Une nuit, l’infirmière m’a appelé pour me dire que Titus était au plus mal. J’ai dit que mon hôtel était à deux pas de chez lui. Du temps que j’arrive, il était mort. Je lui ai fermé les yeux. Quatre jours plus tard, nous l’enterrions au cimetière de Prazeres. Evaristo avait demandé aux jeunes habitués du Chat noir de faire de la musique devant sa tombe. Ceux-ci avaient choisi Saint James Infirmary pour le moment où on a descendu le cercueil avec des cordes, puis When The Saints Go Marching In pour celui où la tombe a été refermée. Certains ont même esquissé alors quelques pas de danse.
Nous nous tenions à l'écart, Evaristo et moi. Une légère averse nous avait surpris à notre arrivée avec le corbillard. Elle avait eu le temps de noyer les lignes et les couleurs du paysage. Comme des larmes sur le visage d'une jeune fille. Puis, tout aussi soudain, le soleil a percé les nuages.
Nous avons quitté le groupe. Nous avons marché sous de grands arbres qui dégouttaient encore, en direction de la sortie. Evaristo a dit: “Quand Titus a été agressé, sa Google Map ne comptait qu'un tout petit nombre de repères, et aucun concernant les activités du Cercle. Par elle-même, elle ne présentait aucun danger. En revanche, le projet était clair, et il supposait que son auteur possède quantité de documents grâce auxquels il lui serait possible de retrouver les dates et les lieux de ses rendez-vous professionnels, pour ajouter chaque fois un ancrage à sa carte.
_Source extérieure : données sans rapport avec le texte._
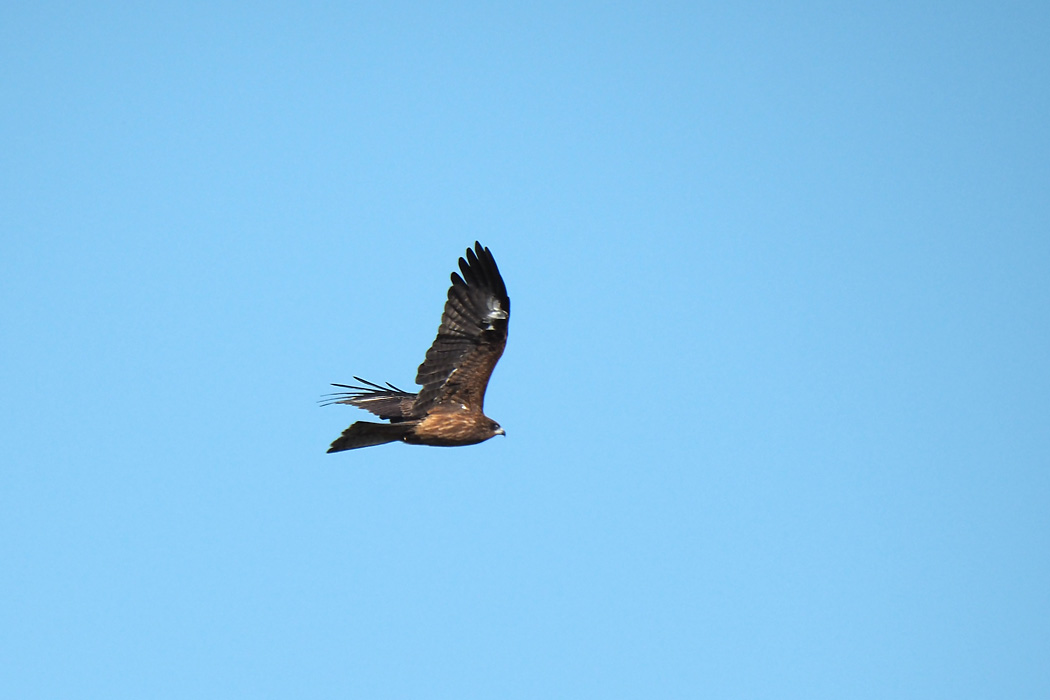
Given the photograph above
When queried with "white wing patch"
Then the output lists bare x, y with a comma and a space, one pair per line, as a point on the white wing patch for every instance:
495, 313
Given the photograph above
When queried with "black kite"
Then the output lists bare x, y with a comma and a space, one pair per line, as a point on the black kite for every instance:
447, 410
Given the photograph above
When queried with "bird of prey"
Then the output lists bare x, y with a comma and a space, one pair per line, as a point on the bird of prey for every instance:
447, 409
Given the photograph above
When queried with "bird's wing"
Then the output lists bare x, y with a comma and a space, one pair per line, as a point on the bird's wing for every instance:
470, 339
386, 402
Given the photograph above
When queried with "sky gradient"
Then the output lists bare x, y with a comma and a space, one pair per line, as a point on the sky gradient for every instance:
776, 393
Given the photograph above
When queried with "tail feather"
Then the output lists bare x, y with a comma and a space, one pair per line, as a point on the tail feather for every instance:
363, 433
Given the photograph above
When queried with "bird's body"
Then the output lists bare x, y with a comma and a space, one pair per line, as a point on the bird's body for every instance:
447, 409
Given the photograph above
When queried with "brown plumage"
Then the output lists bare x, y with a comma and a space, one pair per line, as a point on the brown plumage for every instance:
447, 410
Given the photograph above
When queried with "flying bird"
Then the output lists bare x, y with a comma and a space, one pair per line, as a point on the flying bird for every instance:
447, 409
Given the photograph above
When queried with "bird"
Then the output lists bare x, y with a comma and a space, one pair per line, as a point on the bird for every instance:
446, 411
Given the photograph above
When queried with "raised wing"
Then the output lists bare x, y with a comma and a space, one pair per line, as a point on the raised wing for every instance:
470, 339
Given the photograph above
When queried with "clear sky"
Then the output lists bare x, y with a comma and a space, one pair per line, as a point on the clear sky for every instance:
777, 389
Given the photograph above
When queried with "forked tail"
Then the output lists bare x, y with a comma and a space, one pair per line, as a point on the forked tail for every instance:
363, 433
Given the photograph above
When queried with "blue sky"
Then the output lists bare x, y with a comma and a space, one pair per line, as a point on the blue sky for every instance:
776, 391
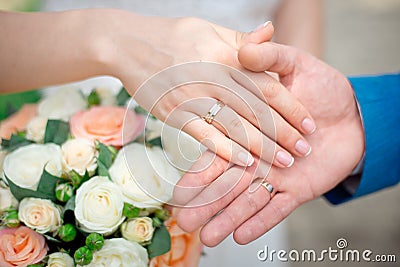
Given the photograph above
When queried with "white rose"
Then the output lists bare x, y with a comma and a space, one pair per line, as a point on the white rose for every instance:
7, 199
144, 175
24, 166
98, 206
107, 97
65, 102
39, 214
59, 259
119, 252
139, 230
36, 129
79, 155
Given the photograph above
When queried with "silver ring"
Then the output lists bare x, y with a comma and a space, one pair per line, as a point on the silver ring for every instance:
268, 186
209, 117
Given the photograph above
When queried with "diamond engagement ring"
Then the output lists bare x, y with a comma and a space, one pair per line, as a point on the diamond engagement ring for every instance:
209, 117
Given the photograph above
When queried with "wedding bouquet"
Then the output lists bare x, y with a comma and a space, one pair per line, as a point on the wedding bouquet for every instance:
84, 182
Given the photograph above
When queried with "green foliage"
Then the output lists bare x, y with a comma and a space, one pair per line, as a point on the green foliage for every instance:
45, 190
16, 141
122, 97
57, 132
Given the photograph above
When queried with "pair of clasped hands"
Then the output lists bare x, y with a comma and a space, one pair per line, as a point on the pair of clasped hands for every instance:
272, 145
299, 136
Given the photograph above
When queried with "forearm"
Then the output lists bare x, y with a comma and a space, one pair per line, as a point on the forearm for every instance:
40, 49
300, 23
379, 101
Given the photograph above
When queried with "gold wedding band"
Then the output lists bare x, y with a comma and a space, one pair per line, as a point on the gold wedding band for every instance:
209, 117
268, 186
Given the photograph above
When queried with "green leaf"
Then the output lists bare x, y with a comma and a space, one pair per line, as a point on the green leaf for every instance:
69, 209
122, 96
16, 141
161, 242
56, 132
105, 155
20, 193
46, 188
155, 142
93, 98
102, 170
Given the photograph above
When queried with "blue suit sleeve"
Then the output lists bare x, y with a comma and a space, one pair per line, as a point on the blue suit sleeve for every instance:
379, 99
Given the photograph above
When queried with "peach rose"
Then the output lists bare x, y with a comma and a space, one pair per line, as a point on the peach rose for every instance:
17, 121
21, 247
185, 250
110, 125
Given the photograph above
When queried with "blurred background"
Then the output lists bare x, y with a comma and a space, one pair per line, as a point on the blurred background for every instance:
361, 37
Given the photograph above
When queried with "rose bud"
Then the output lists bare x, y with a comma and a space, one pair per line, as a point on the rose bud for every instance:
139, 230
162, 214
94, 241
67, 232
130, 211
83, 256
64, 192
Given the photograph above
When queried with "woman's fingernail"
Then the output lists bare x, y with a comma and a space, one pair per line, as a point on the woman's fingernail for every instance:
284, 158
303, 147
262, 26
246, 158
308, 126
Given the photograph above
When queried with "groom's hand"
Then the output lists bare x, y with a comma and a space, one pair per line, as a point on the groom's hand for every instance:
224, 198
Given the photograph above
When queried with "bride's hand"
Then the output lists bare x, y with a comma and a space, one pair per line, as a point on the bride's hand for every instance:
147, 54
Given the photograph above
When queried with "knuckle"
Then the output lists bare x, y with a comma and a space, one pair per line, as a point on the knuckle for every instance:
296, 111
271, 90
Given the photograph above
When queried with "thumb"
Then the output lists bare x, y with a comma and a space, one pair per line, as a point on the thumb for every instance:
268, 56
263, 33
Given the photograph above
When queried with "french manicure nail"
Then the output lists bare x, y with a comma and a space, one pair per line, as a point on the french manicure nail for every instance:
303, 147
284, 158
264, 25
246, 158
308, 126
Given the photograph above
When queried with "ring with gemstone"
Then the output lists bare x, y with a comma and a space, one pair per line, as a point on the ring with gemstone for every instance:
268, 186
209, 117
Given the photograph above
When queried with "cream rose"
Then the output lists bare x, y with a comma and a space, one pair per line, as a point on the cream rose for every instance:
144, 175
24, 166
21, 247
39, 214
98, 206
139, 230
119, 252
182, 149
79, 155
110, 125
3, 154
61, 105
7, 199
59, 259
36, 129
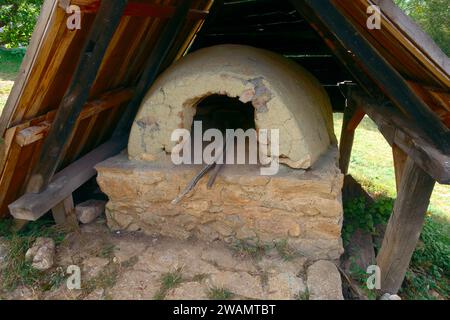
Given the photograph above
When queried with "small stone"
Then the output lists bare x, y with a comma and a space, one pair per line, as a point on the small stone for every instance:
97, 294
135, 285
295, 231
90, 210
285, 286
223, 259
324, 281
3, 251
388, 296
239, 283
41, 254
188, 291
93, 266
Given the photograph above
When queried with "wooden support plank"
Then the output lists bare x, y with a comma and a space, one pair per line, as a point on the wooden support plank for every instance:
400, 131
138, 9
352, 117
105, 24
62, 210
399, 164
32, 54
386, 77
92, 109
153, 65
32, 206
404, 226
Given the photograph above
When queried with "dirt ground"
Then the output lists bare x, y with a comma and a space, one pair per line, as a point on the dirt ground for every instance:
135, 266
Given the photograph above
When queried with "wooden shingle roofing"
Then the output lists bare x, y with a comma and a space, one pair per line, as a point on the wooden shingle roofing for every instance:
276, 25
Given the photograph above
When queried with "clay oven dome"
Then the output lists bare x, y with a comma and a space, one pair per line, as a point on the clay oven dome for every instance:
284, 95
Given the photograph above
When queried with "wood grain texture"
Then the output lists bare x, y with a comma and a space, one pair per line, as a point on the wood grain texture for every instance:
404, 226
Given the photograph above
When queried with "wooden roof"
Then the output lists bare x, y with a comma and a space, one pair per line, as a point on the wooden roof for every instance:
272, 24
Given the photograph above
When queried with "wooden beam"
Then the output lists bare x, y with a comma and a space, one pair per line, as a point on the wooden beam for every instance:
352, 118
404, 226
153, 65
138, 9
91, 109
32, 206
415, 33
31, 57
386, 77
399, 164
63, 210
399, 130
105, 24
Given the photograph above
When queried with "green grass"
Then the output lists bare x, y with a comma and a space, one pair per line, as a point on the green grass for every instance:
371, 164
10, 61
169, 281
17, 271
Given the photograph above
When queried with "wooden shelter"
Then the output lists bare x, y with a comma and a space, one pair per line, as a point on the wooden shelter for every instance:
78, 92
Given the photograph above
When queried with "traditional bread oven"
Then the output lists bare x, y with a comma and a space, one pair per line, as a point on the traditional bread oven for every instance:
301, 204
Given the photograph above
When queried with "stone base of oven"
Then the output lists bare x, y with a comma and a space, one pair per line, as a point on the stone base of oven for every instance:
298, 208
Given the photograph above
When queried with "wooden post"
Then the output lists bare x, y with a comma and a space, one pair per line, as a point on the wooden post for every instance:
63, 210
404, 226
103, 29
32, 206
352, 118
399, 164
389, 80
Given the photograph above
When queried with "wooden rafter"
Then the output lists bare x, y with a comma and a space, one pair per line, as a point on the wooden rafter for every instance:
387, 78
105, 24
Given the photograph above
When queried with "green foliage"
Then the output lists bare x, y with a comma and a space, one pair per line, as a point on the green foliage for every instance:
359, 215
169, 281
429, 270
430, 264
433, 16
17, 20
17, 271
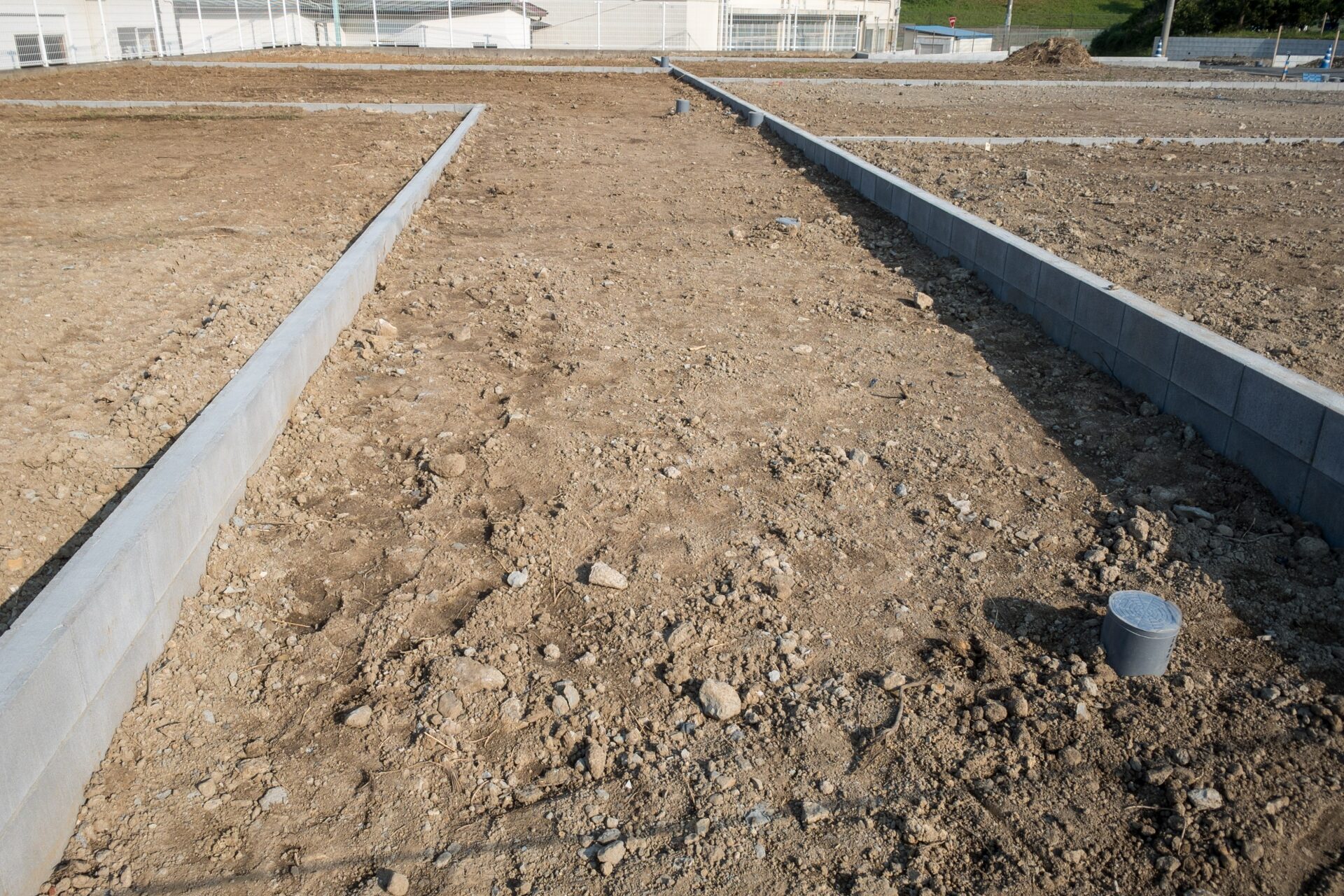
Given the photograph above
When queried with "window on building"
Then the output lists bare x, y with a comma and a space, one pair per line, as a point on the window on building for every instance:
30, 51
137, 43
756, 33
811, 33
846, 34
Et ces documents, en effet, ont disparu de là où nous aurions dû les retrouver.
— Comment le savez-vous? Vous les avez cherchés?
— Un soir que j'étais venu jouer aux échecs avec lui, votre oncle m’a montré le carton à chapeau dans lequel il jetait, au fur et à mesure, depuis des années, dans le plus grand désordre, ces courriers, ces programmes, ces coupons, ces photos, ces tickets, ces cartes de visite, que sais-je encore, qu’il envisageait à présent de classer. C'était un carton de Borsalino, le seul chapeau qu’il se soit jamais offert, et il le gardait, non pas dans son bureau mais dans sa chambre, sur la plus haute étagère de sa penderie. Or, c’est la première chose que j’ai voulu vérifier en me rendant chez lui, le soir où vous m’avez ouvert la porte, et je peux vous garantir que ce carton ne s’y trouvait plus.
— Ne fallait-il pas alors que l’agresseur sache où il devait chercher? Il semble qu’il n’ait pas laissé beaucoup de désordre.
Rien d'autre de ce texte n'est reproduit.